Atazanavir: Effects on P-glycoprotein transport and CYP3A metabolism in vitro

The effect of atazanavir on P-glycoprotein (P-gp) expression and activity, as well as its inhibitory potency against CYP3A activity, was evaluated in vitro. Induction of P-gp activity and expression was studied using LS180V cells. P-gp inhibition was studied using both LS180V cells and Caco-2 cells. P-gp activity was assessed by measuring P-gp-mediated rhodamine 123 (Rh123) transport, and P-gp expression was determined using SDS-polyacrylamide gel electrophoresis/Western blot analysis. CYP3A inhibition was tested using triazolam hydroxylation in human liver microsomes (HLM).
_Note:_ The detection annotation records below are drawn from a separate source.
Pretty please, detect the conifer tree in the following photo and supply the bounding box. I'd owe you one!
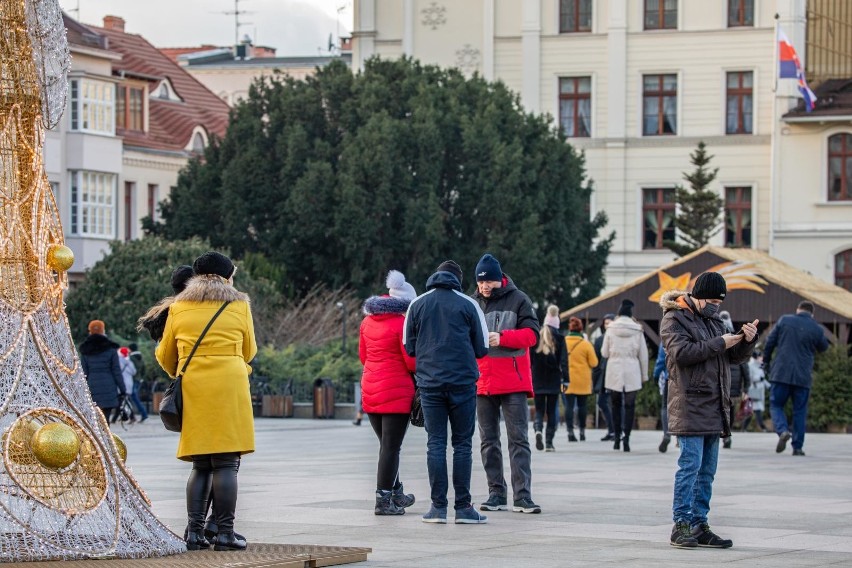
[663,141,725,256]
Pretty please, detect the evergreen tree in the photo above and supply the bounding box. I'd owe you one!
[147,58,613,308]
[663,142,725,256]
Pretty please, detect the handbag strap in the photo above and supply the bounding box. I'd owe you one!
[176,300,231,378]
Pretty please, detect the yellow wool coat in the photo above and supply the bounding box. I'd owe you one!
[565,334,598,394]
[156,276,257,461]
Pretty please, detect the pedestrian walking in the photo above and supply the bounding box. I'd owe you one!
[660,272,758,548]
[530,306,569,452]
[565,317,598,442]
[763,301,828,456]
[403,260,488,524]
[592,314,615,442]
[742,351,770,432]
[474,254,541,513]
[156,252,257,550]
[358,270,417,515]
[601,298,648,452]
[80,320,127,422]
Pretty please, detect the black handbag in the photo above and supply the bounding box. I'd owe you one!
[408,387,426,428]
[160,301,231,432]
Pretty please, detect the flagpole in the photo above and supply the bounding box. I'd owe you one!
[768,13,780,256]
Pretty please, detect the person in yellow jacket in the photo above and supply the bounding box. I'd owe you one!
[565,317,598,442]
[156,252,257,550]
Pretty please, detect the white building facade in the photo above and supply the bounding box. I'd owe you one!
[353,0,852,289]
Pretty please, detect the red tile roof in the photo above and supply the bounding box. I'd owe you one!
[90,26,230,152]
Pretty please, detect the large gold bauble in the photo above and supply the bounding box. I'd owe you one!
[2,420,40,464]
[112,434,127,461]
[30,422,80,469]
[47,245,74,272]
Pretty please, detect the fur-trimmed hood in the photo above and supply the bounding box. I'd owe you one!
[174,274,249,302]
[363,296,411,316]
[660,290,689,312]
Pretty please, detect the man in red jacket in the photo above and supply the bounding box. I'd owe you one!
[474,254,541,513]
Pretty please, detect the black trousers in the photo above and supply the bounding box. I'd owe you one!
[186,452,240,533]
[367,414,408,491]
[609,391,639,438]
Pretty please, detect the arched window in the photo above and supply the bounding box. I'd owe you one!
[192,132,205,154]
[828,133,852,201]
[834,249,852,292]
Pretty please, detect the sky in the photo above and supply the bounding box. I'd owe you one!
[59,0,353,57]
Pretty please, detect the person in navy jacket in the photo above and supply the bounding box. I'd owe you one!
[763,301,828,456]
[403,260,488,524]
[474,254,541,513]
[358,270,417,515]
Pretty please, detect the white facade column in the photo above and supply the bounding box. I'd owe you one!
[482,0,494,81]
[521,0,541,113]
[352,0,376,71]
[404,0,414,57]
[606,0,629,139]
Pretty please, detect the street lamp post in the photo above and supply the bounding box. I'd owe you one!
[337,302,346,353]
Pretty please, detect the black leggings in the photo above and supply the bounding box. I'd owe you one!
[186,452,240,533]
[609,391,639,438]
[367,414,408,491]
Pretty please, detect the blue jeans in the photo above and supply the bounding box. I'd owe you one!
[476,392,532,501]
[420,385,476,510]
[769,383,811,450]
[130,381,148,420]
[672,434,719,527]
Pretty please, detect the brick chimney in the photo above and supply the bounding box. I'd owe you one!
[104,16,124,32]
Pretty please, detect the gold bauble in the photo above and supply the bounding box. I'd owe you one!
[2,420,40,464]
[112,434,127,461]
[47,245,74,272]
[30,422,80,469]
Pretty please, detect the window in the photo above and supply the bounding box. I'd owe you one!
[645,0,678,30]
[70,79,115,134]
[124,181,136,241]
[115,85,145,132]
[559,0,592,34]
[148,183,160,221]
[834,249,852,292]
[725,187,751,247]
[642,187,675,249]
[725,71,753,134]
[559,77,592,138]
[828,134,852,201]
[642,75,677,136]
[728,0,754,28]
[71,171,116,239]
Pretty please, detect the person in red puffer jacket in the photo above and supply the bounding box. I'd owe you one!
[473,254,541,513]
[358,270,417,515]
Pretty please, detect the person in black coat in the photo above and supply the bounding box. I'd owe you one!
[80,320,127,420]
[530,306,569,452]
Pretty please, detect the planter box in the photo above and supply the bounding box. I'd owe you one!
[260,394,293,418]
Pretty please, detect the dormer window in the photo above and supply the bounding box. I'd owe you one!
[151,79,183,103]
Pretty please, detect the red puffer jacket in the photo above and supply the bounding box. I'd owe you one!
[358,296,415,414]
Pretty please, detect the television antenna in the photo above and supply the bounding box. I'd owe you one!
[220,0,254,48]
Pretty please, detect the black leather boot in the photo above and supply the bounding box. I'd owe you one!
[213,531,246,551]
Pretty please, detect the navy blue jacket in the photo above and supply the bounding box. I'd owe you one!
[80,333,127,408]
[763,312,828,389]
[402,271,488,390]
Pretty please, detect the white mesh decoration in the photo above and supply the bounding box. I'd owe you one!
[26,0,71,128]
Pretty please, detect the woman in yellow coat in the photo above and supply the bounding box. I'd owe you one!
[565,317,598,442]
[156,252,257,550]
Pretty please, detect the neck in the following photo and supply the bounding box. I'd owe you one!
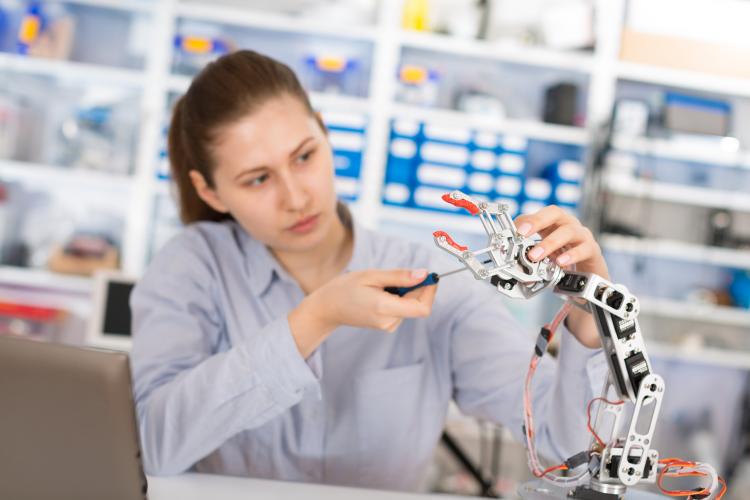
[272,210,353,293]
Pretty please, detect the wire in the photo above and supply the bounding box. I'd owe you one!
[656,458,727,500]
[523,301,589,486]
[586,397,625,448]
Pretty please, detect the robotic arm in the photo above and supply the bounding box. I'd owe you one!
[433,191,726,500]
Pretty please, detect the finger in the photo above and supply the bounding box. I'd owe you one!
[381,318,404,333]
[375,287,434,319]
[528,224,587,262]
[412,285,437,310]
[515,205,577,236]
[555,241,601,267]
[364,269,427,288]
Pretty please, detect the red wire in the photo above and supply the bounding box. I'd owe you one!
[657,458,727,500]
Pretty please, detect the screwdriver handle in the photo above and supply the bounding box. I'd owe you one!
[385,273,440,297]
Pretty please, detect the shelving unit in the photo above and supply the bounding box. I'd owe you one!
[612,136,750,169]
[175,2,377,41]
[391,104,589,146]
[0,52,145,87]
[401,32,593,73]
[0,160,133,189]
[599,234,750,269]
[0,0,750,372]
[639,297,750,330]
[617,61,750,97]
[603,175,750,212]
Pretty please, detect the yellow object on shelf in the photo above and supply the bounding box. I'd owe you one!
[401,0,430,31]
[399,64,429,85]
[18,14,42,44]
[182,36,213,54]
[315,56,347,73]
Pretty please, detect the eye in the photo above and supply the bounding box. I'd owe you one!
[244,174,268,186]
[297,148,315,163]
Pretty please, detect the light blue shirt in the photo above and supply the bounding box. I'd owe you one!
[131,217,607,490]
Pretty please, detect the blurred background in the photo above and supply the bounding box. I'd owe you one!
[0,0,750,499]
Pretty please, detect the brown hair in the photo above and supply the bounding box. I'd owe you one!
[168,50,318,224]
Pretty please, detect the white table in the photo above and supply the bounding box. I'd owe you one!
[148,474,661,500]
[148,474,476,500]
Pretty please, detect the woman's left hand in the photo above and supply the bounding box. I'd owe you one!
[515,205,609,348]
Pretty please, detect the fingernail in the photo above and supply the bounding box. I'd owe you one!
[518,222,531,236]
[411,269,427,279]
[529,247,544,260]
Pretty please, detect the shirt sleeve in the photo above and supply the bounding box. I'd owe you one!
[130,229,319,475]
[447,276,607,463]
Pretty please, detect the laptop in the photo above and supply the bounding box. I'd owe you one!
[0,337,147,500]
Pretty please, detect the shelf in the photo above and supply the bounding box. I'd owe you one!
[600,234,750,269]
[65,0,155,12]
[617,61,750,97]
[603,174,750,212]
[380,205,487,234]
[0,52,145,87]
[646,341,750,370]
[0,266,93,295]
[391,104,589,146]
[612,135,750,169]
[176,2,375,42]
[401,31,593,73]
[167,75,370,113]
[0,160,133,189]
[639,297,750,327]
[617,61,750,97]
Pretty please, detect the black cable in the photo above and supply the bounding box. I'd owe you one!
[441,431,498,498]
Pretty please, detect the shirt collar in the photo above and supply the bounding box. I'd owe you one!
[234,208,373,296]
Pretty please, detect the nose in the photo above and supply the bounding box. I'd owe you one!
[281,170,310,212]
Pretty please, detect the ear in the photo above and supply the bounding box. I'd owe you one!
[188,170,229,214]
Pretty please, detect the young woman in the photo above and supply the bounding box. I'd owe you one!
[131,51,607,490]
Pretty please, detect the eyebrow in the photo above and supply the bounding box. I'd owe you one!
[234,136,315,180]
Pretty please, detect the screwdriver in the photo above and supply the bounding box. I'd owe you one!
[385,260,492,297]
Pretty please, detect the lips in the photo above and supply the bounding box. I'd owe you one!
[289,214,320,232]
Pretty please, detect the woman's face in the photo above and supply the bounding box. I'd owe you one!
[191,95,339,252]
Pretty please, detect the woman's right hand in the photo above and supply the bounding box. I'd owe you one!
[289,269,437,358]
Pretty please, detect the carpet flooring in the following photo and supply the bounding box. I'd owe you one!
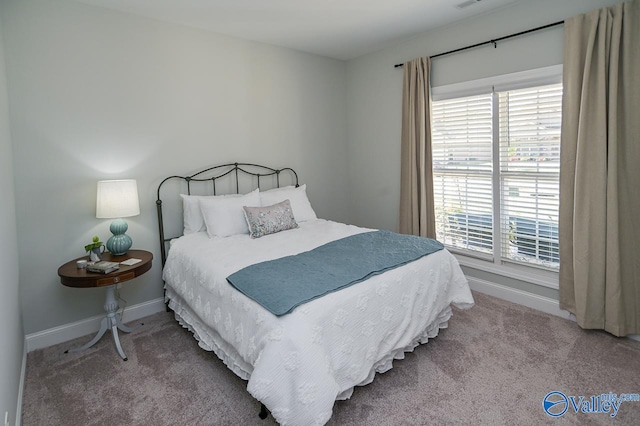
[22,293,640,426]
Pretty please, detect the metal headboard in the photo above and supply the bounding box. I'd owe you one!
[156,163,299,266]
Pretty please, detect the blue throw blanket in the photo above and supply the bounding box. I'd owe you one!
[227,231,443,316]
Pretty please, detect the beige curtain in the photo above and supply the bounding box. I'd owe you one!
[560,0,640,336]
[400,58,436,238]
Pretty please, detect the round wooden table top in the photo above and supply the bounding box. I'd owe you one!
[58,250,153,288]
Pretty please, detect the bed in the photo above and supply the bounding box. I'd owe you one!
[157,163,474,425]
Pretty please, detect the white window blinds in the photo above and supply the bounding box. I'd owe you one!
[498,84,562,267]
[431,94,493,255]
[432,84,562,268]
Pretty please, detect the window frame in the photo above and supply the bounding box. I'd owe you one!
[431,65,562,289]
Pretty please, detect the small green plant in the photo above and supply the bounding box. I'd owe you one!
[84,235,103,251]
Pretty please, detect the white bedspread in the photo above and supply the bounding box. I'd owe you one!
[164,219,473,425]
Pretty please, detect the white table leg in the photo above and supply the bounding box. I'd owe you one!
[65,285,137,361]
[65,317,109,353]
[111,325,128,361]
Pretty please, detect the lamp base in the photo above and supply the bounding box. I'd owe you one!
[107,219,133,256]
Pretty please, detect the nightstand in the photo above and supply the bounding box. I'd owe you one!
[58,250,153,361]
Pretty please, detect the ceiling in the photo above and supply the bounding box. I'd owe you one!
[77,0,519,60]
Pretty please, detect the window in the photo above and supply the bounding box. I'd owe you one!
[432,80,562,269]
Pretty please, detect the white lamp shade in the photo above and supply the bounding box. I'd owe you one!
[96,179,140,219]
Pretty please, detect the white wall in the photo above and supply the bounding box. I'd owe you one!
[0,3,24,424]
[347,0,619,299]
[4,0,349,333]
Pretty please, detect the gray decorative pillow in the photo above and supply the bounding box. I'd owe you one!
[242,200,298,238]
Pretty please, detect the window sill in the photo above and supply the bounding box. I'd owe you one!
[449,249,558,289]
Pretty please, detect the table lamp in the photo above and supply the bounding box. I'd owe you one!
[96,179,140,256]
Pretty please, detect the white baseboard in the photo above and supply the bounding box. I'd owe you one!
[467,276,575,320]
[16,337,27,426]
[25,298,165,352]
[467,276,640,342]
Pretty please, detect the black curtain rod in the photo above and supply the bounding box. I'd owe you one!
[394,21,564,68]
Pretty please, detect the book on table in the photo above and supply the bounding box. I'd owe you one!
[87,260,120,274]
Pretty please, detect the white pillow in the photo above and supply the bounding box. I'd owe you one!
[198,191,260,238]
[180,189,258,235]
[260,184,318,222]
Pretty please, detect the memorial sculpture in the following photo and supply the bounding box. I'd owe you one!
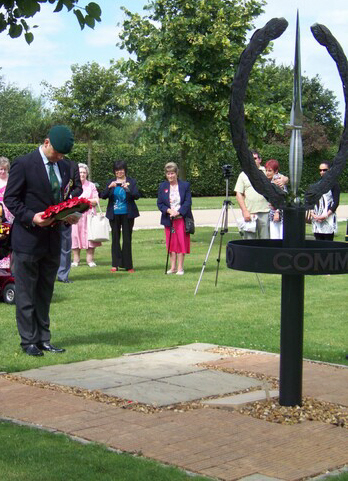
[226,13,348,406]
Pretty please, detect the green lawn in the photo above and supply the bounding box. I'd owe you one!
[0,224,348,481]
[0,422,208,481]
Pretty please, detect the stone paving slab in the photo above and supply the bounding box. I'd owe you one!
[16,344,260,406]
[202,390,279,408]
[0,346,348,481]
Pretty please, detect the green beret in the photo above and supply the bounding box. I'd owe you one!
[48,125,74,154]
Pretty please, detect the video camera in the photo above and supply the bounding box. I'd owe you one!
[222,164,232,179]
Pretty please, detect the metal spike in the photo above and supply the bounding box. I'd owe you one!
[288,10,303,203]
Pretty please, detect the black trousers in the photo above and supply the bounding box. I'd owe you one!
[110,214,134,270]
[13,252,59,347]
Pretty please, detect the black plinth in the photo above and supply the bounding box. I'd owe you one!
[226,208,348,406]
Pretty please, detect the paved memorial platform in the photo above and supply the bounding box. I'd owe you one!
[15,343,263,406]
[0,344,348,481]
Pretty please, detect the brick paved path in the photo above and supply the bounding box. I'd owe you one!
[0,354,348,481]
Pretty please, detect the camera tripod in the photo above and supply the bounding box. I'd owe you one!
[194,173,264,295]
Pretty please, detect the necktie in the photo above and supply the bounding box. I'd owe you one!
[48,162,60,204]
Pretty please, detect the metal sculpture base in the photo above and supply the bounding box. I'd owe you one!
[226,207,348,406]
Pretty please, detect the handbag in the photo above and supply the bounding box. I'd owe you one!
[185,217,195,234]
[87,202,110,242]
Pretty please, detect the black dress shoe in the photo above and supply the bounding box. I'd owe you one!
[23,344,43,356]
[38,342,65,352]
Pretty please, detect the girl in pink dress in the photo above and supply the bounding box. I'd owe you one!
[0,157,14,269]
[71,164,101,267]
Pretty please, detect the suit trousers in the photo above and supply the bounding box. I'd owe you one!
[110,214,134,270]
[57,223,71,281]
[13,252,59,347]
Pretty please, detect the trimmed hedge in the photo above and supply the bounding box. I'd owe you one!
[0,143,348,197]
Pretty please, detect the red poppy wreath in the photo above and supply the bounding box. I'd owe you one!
[42,197,92,220]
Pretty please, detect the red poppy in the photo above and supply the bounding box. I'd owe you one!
[42,197,92,220]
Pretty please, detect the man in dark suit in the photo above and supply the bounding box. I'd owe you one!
[4,125,76,356]
[57,159,82,284]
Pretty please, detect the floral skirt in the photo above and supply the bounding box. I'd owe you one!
[165,217,190,254]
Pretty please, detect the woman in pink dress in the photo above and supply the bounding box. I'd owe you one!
[0,156,14,269]
[71,164,101,267]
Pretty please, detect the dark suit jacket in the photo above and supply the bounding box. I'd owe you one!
[4,149,73,255]
[157,179,193,227]
[100,177,140,220]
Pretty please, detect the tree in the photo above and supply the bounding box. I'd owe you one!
[120,0,265,178]
[44,62,132,177]
[0,0,101,44]
[249,60,342,154]
[0,77,52,143]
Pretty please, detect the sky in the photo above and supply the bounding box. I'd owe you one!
[0,0,348,119]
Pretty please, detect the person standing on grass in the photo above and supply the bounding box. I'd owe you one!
[4,125,77,356]
[100,160,140,273]
[157,162,193,276]
[311,162,340,241]
[57,159,82,284]
[71,163,101,267]
[265,159,287,239]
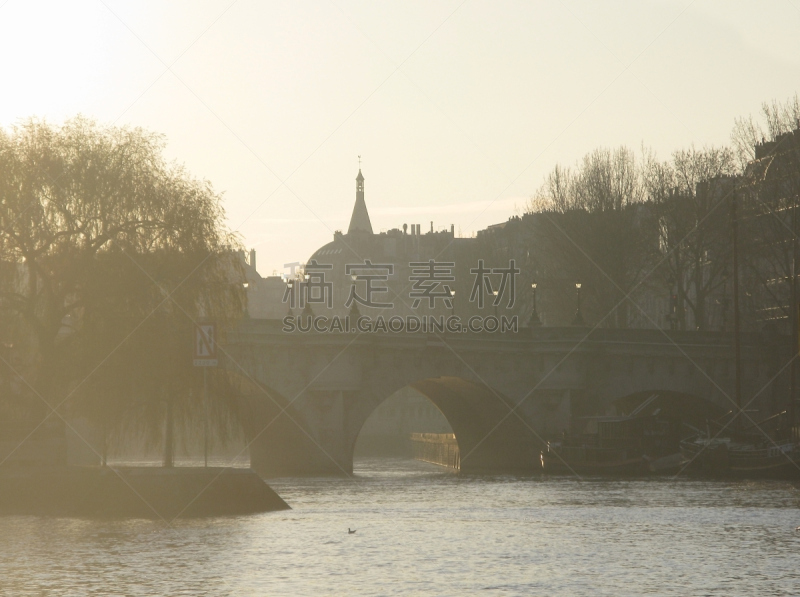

Extended (3-day) exposure of LS180V cells to 30 mu M atazanavir caused a 2.5-fold increase in immunoreactive P-gp expression as well as a concentration-dependent decrease of intracellular Rh123 to a mean 45% ( S. D. 5.2%) of control. Acute exposure 2 h) of LS180V cells to atazanavir increased intracellular Rh123 concentrations up to 300% of control at 100 mu M atazanavir. At 30 mu M and above, acute atazanavir exposure reversed P-gp induction caused by 3-day pretreatment with 10 mu M ritonavir. P-gp inhibition was also observed in Caco-2 cells, causing an effect comparable to that observed for the known P-gp inhibitor verapamil (50% of control). In HLM, atazanavir was an inhibitor of triazolam hydroxylation, with inhibitory potency greatly increased by preincubation. IC50 values with and without preincubation were 0.31 mu M( S. D. 0.13) and 5.7 mu M ( S. D. 4.1), respectively. Thus, atazanavir is an inhibitor and inducer of P-gp as well as a potent inhibitor of CYP3A in vitro, suggesting a potential for atazanavir to cause drug-drug interactions in vivo.